How many flat panels does a skinny shape really need?
In the shipping workshop, we circle a delicate sculpture. Flat foam panels lean against a workbench, ready to become a hard shell. The leader slides a thin strip of plastic into the gap and says, "How many flat sides are truly enough to hug the shape closely, without touching it, everywhere?"
The old rule we’ve used starts with the longest tip-to-tip distance. For this sculpture, that number is huge, like a long canoe. The rule spits out a big pile of panels, even though the sculpture doesn’t take up much space. It feels like paying for air.
A newer way flips the question. If we could melt the sculpture into a perfect ball with the same amount of material, how wide would that ball be? We plan the shell from that ball-width, not the longest reach. One guardrail: the sculpture can’t be thinner than our allowed gap everywhere, like a near-paper sheet.
We try to back up the new plan with a counting trick. We imagine covering the outer wrap with same-size pads, each pad standing in for one patch we must protect. But on skinny shapes, a pad can sit near the sculpture and still hover over empty space, because the outer wrap is so much bigger there. The count stops matching reality.
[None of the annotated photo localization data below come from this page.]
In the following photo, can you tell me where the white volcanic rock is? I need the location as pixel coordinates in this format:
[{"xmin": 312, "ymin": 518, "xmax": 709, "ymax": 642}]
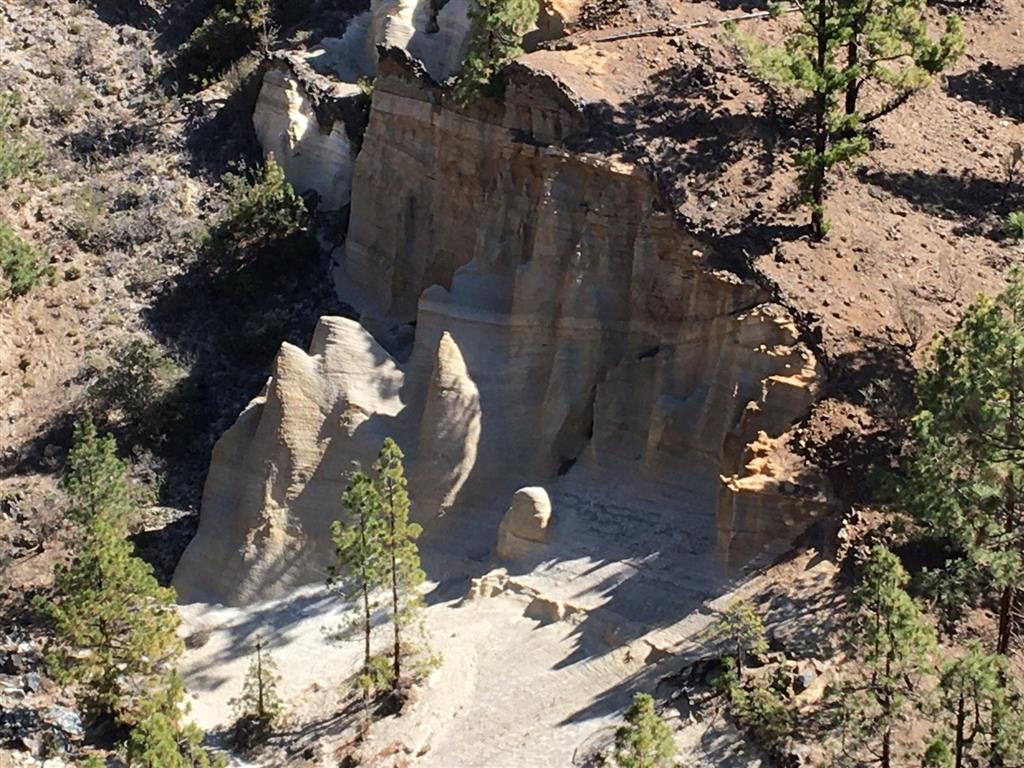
[
  {"xmin": 496, "ymin": 486, "xmax": 553, "ymax": 560},
  {"xmin": 251, "ymin": 0, "xmax": 475, "ymax": 210},
  {"xmin": 176, "ymin": 54, "xmax": 828, "ymax": 607},
  {"xmin": 253, "ymin": 66, "xmax": 356, "ymax": 210}
]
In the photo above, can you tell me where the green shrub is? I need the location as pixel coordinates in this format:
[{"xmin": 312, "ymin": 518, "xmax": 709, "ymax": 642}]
[
  {"xmin": 201, "ymin": 156, "xmax": 308, "ymax": 274},
  {"xmin": 89, "ymin": 335, "xmax": 187, "ymax": 446},
  {"xmin": 0, "ymin": 219, "xmax": 47, "ymax": 299},
  {"xmin": 177, "ymin": 0, "xmax": 271, "ymax": 87},
  {"xmin": 0, "ymin": 91, "xmax": 44, "ymax": 184},
  {"xmin": 714, "ymin": 661, "xmax": 795, "ymax": 756},
  {"xmin": 612, "ymin": 692, "xmax": 677, "ymax": 768},
  {"xmin": 1005, "ymin": 211, "xmax": 1024, "ymax": 239}
]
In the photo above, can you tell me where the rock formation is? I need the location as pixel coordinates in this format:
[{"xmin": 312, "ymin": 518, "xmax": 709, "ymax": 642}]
[
  {"xmin": 174, "ymin": 49, "xmax": 830, "ymax": 607},
  {"xmin": 497, "ymin": 487, "xmax": 553, "ymax": 560}
]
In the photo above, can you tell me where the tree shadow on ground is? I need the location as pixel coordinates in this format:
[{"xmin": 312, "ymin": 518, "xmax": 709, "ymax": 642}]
[
  {"xmin": 860, "ymin": 167, "xmax": 1014, "ymax": 237},
  {"xmin": 946, "ymin": 62, "xmax": 1024, "ymax": 123},
  {"xmin": 574, "ymin": 60, "xmax": 787, "ymax": 177},
  {"xmin": 180, "ymin": 63, "xmax": 265, "ymax": 180},
  {"xmin": 570, "ymin": 58, "xmax": 798, "ymax": 261}
]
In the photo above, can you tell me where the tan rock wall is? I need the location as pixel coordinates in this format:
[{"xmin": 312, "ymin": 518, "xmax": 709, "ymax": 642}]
[{"xmin": 174, "ymin": 54, "xmax": 829, "ymax": 606}]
So we add a middle wrap layer between the sculpture and the outer wrap. Not halfway by distance, but chosen so each pad, when centered on the sculpture’s surface, is forced to include a solid bite of the sculpture, not just air. Takeaway: once every pad contains real substance, we can count pads by “how much it holds” again.
Now we place as many pads as we can without them crowding each other, like suction cups that can’t overlap too much. Each pad gets “charged” to its own cone of space inside that middle layer, so we don’t double-count. Grouping pads by how deep they sit lets us cap the total, and that cap becomes the panel count for the shell.
By the end, the sculpture sits inside a faithful shell with the same tiny clearance, but with far fewer panels than the longest-span rule would demand for a skinny piece. The leader looks at the leftover stack and just nods. The yardstick changed: we priced the shell by how much space the shape truly occupies, not how far its tips happen to reach.